TAP, la storia del gasdotto ad ora, tra governo e proteste

Sono iniziati i lavori riguardanti il gasdotto TAP, imponente progetto in grado di collegare l’oriente dell’Europa con l’Italia passando dal Salento. La nave incaricata di svolgere i primi lavori è a Brindisi, supportata dalle varie forze dell’ordine presenti per preservare la continuità del suo sviluppo dai contestatori presenti. Ad essere coinvolta è innanzitutto l’area di San Foca di Melendugno, già celebre ogni anno per le festività della Notte della Taranta che portano sul posto migliaia di visitatori, oltre che per la sua litoranea limpida già vincitrice di diversi riconoscimenti.

Cos’è la TAP?

Quando parliamo di gasdotto TAP ci riferiamo nello specifico alla Trans-Atlantic Pipeline, un enorme condotto che, passando dalla Turchia, dalla Grecia e dall’Albania, congiunge l’Italia con l’Azerbaijan. Attraverso questo, sarà possibile l’ingresso in Europa del prezioso gas proveniente dalle aree del Mar Caspio, in particolare da sud di Baku. Il condotto si ricollegherà alle già esistenti TANAP e SCP, avrà il suo fulcro in Grecia, per un totale di 870 chilometri di lunghezza, di cui 8 in Italia, nello specifico in Puglia, attraversando l’Adriatico fino a 820 metri di profondità. Ogni anno scorreranno lungo la TAP un totale di 10 miliardi di metri cubi di gas, equivalenti al fabbisogno annuale di 7 milioni di famiglie, sebbene si punti a un raddoppio delle capacità della struttura. La ragione per cui la politica nazionale ha scelto di partecipare al progetto è legata alla sua dipendenza dal gas proveniente dalla Russia, ad ora maggiore esportatrice nel territorio con la sua Gazprom. Le maggiori problematiche emersero ad esempio nel 2006, quando un contrasto tra la Federazione Russa e l’Ucraina condusse alla possibilità di un’interruzione del servizio, che avrebbe avuto pesanti ripercussioni. È nato così il bisogno di aprire il così definito Condotto Meridionale del Gas, strategia energetica europea che punta alla sinergia tra le nazioni meridionali dell’Unione Europea con approvvigionamenti sicuri e più economici.

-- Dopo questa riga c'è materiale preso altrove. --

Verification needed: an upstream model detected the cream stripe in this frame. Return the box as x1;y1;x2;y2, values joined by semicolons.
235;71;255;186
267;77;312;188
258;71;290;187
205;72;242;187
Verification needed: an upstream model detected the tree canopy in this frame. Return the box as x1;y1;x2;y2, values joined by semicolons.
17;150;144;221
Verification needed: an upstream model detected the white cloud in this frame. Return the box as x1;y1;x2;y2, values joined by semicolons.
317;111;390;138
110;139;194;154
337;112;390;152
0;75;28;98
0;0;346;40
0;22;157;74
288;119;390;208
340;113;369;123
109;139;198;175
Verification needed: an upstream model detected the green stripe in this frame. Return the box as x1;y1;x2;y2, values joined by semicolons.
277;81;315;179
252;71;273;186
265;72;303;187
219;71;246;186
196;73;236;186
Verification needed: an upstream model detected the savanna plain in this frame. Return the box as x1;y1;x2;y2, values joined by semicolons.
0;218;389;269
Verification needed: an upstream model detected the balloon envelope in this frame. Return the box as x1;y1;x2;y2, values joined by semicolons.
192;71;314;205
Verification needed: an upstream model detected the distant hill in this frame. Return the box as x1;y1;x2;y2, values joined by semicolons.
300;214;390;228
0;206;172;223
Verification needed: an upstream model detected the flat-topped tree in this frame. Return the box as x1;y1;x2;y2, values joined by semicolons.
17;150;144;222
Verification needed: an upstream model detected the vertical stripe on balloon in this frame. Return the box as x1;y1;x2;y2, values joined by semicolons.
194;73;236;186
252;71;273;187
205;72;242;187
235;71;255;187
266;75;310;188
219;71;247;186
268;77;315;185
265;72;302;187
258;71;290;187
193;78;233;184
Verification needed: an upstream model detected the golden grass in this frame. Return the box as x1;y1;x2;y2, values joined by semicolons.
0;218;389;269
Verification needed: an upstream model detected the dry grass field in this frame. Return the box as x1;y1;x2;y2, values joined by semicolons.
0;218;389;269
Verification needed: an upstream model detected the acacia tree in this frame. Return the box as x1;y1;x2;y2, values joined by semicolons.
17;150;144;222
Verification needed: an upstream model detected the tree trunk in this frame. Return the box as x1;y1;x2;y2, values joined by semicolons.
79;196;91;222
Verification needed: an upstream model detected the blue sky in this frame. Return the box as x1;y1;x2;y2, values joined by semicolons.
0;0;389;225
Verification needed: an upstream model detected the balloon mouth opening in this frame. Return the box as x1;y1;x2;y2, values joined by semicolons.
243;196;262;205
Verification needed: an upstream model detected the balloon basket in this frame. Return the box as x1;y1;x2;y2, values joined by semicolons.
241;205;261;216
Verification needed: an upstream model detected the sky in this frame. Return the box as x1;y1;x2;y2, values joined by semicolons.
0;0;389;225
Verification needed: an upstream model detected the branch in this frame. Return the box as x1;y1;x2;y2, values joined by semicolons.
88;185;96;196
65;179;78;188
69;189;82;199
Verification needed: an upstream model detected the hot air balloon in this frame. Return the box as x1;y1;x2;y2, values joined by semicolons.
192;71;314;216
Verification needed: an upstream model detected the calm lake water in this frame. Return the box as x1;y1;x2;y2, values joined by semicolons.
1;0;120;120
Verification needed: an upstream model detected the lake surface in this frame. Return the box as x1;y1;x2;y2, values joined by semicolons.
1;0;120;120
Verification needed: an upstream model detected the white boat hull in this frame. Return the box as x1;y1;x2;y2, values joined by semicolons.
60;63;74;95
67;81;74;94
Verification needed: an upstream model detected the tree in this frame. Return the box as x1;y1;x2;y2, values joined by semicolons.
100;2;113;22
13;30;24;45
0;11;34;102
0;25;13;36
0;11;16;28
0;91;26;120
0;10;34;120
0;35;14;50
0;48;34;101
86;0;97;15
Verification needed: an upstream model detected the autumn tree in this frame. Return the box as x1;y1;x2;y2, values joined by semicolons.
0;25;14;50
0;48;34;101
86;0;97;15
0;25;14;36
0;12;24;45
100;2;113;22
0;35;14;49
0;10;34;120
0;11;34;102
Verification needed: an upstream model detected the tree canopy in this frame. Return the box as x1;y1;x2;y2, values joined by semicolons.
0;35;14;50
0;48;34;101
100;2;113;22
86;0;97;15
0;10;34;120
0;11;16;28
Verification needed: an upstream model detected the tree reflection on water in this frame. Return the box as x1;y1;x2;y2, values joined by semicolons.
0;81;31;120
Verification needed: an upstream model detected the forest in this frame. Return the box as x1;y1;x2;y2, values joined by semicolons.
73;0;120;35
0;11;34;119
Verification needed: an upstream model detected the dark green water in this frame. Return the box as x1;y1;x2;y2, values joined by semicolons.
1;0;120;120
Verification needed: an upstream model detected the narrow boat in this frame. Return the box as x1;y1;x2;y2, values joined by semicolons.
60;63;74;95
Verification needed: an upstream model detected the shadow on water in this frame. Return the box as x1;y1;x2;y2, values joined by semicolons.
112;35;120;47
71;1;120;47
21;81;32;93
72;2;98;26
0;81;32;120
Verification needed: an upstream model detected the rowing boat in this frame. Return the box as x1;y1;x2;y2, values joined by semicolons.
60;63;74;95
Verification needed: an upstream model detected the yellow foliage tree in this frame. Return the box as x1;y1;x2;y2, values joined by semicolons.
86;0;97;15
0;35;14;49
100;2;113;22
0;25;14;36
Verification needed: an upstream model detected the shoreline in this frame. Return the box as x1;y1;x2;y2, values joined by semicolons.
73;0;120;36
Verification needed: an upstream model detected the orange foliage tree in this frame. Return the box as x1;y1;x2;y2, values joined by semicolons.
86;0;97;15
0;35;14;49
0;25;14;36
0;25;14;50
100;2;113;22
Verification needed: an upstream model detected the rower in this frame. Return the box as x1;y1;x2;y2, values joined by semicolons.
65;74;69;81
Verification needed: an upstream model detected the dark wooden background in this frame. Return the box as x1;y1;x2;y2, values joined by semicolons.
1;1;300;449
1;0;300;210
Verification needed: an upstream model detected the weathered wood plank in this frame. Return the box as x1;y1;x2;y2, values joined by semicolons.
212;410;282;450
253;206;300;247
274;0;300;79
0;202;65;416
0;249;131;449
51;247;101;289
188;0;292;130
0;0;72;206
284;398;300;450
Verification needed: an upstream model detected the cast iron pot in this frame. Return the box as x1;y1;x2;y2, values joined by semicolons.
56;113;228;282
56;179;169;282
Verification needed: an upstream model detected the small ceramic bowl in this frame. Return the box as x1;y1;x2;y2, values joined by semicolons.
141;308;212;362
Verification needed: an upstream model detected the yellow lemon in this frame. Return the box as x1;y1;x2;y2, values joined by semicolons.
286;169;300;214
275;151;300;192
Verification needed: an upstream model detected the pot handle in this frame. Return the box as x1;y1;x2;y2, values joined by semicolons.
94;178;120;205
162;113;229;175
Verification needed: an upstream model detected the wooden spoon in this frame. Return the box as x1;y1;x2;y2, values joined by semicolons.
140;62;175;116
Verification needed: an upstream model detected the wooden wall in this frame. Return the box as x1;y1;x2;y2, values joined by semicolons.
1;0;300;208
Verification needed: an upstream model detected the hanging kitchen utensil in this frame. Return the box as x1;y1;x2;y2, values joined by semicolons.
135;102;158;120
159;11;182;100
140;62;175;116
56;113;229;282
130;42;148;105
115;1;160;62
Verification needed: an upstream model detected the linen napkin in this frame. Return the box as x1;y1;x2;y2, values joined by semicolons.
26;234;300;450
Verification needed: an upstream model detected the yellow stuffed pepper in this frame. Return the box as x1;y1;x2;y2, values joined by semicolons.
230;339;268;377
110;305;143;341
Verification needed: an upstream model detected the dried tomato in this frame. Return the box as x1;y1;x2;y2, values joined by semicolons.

Lo scontro con la regione Puglia

La regione Puglia ha espresso parere contrario alla realizzazione della TAP sin dal 2014, quando è stato deciso il passaggio del gasdotto da San Foca, selezionata in qualità di area dove l’impatto ambientale e paesaggistico sarebbe stato particolarmente contenuto. Le proteste, avanzate anche dalla popolazione locale, vertono tuttora su diversi fronti. Dapprima, sul valore della litoranea relativa all’area di Melendugno, premiata più volte con la Bandiera Blu, ora a rischio. Secondariamente, sull’inutilità dell’opera, legata a principi di mercato valevoli una decina di anni fa e al momento non più validi, ad esempio con l’inserimento degli interessi della già citata Gazprom negli affari del Mar Caspio. A seguire, sulla problematica ambientale, ad esempio legata agli ulivi presenti lungo il percorso che saranno pertanto spostati e ricollocati. Ultimo, sulla ragione puramente politica alla base della scelta, in qualità di scacco nei confronti della Russia, al momento in una posizione economica superiore a quella italiana.

La risposta del governo

Il governo non ha risposto positivamente alle richieste della regione Puglia, che chiedeva l’applicazione in sintesi della direttiva Seveso volta alla salvaguardia ambientale del territorio. Si attende la decisione finale del Ministero dell’Ambiente, mentre si prospetta una immediata ripresa dei lavori, a discapito delle proteste locali.